Es findet am Montag dann nur ein einzelner Transport zum Zug ohne Besonderheiten statt, ich habe das Handy übernommen und wir nutzen den Tag um das Medikamentendepot zur neuen Basis zu transferieren. Dienstag ist Ruhetag gewesen, ich kann ausschlafen und gehe nachdem ich mich telefonisch noch einmal im Krankenhaus erkundigt habe mit meinem Teampartner in die Stadt um einen neuen Rucksack sowie dessen wichtigste Inhalte - Powerbank, Wasserflasche - zu besorgen.

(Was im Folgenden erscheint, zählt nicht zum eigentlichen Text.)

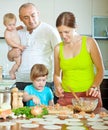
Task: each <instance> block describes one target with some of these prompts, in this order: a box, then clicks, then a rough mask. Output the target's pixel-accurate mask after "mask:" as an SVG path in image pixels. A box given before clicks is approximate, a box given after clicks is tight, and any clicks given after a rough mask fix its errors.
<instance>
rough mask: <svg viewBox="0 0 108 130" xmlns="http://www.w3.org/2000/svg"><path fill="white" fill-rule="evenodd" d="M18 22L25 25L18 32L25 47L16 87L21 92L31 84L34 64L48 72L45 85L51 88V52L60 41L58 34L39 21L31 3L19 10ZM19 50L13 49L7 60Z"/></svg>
mask: <svg viewBox="0 0 108 130" xmlns="http://www.w3.org/2000/svg"><path fill="white" fill-rule="evenodd" d="M19 17H20V20H21V21H22V22H23V23H24V24H25V26H26V27H24V28H23V29H22V30H19V32H18V33H19V36H20V39H21V43H22V44H23V45H24V46H26V49H25V50H24V51H23V52H22V62H21V65H20V67H19V69H18V71H17V72H16V86H17V87H18V88H19V89H21V90H23V89H24V87H25V86H26V85H28V84H31V80H30V77H29V75H30V70H31V68H32V66H33V65H34V64H36V63H40V64H44V65H46V67H47V68H48V70H49V76H48V80H47V85H48V86H49V87H51V88H53V86H54V84H53V68H54V67H53V50H54V47H55V45H56V44H57V43H59V42H60V41H61V38H60V36H59V33H58V31H57V30H56V29H54V28H53V27H52V26H50V25H48V24H46V23H43V22H41V21H40V20H39V11H38V10H37V8H36V7H35V5H34V4H32V3H25V4H23V5H22V6H21V7H20V8H19ZM18 53H19V49H18V48H15V49H14V53H12V52H10V53H9V54H8V58H9V60H10V61H12V59H11V57H12V56H13V55H14V56H16V57H17V55H18Z"/></svg>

Das Wetter ist spektakulär aprilmäßig, Sonnenschein wechselt sich mit Schneegestöber ab, der lange Spaziergang ist aber sehr erholsam. Im Anschluss packen einige von uns unsere Sachen zusammen und ziehen nun komplett in die neue Basis um, der Rest wird später folgen. Nach einem gemeinsamen Abendessen dürfen wir im Rahmen eines recht kurzen Drohnenangriffs den neuen Shelter im Keller testen, der deutlich mehr Sicherheitsgefühl vermittelt, wir lernen auch die Nachbarfamilie mit den beiden 5 und 8 Jahre alten Söhnen kennen, die ebenfalls den Keller als Unterschlupf nutzen. Alle sprechen leidlich Englisch und es besteht viel gegenseitige Neugier, wir überlegen uns Optimierungsmöglichkeiten für zukünftige Angriffe inklusive dem Platzieren von Uno-Karten oder Monopoly, alle versuchen das Beste aus der eigentlich sehr unschönen Situation zu machen. In der Zwischenzeit ist auch der erste Auftrag für den Folgetag eingetroffen, interessanterweise ein Transport von hier in den Osten – genaueres wird nicht erwähnt. Es werden auch zwei neue Teammitglieder eintreffen, so dass ich nicht mehr der Neuling bin – ich bin dann eine Woche da, gefühlt aber schon eine halbe Ewigkeit, und ich fühle mich sehr wohl : das Zusammenleben macht Spaß, die Arbeit ist interessant und ich bin weiter voller Motivation und und Neugier auf die vielen Einsätze die noch kommen.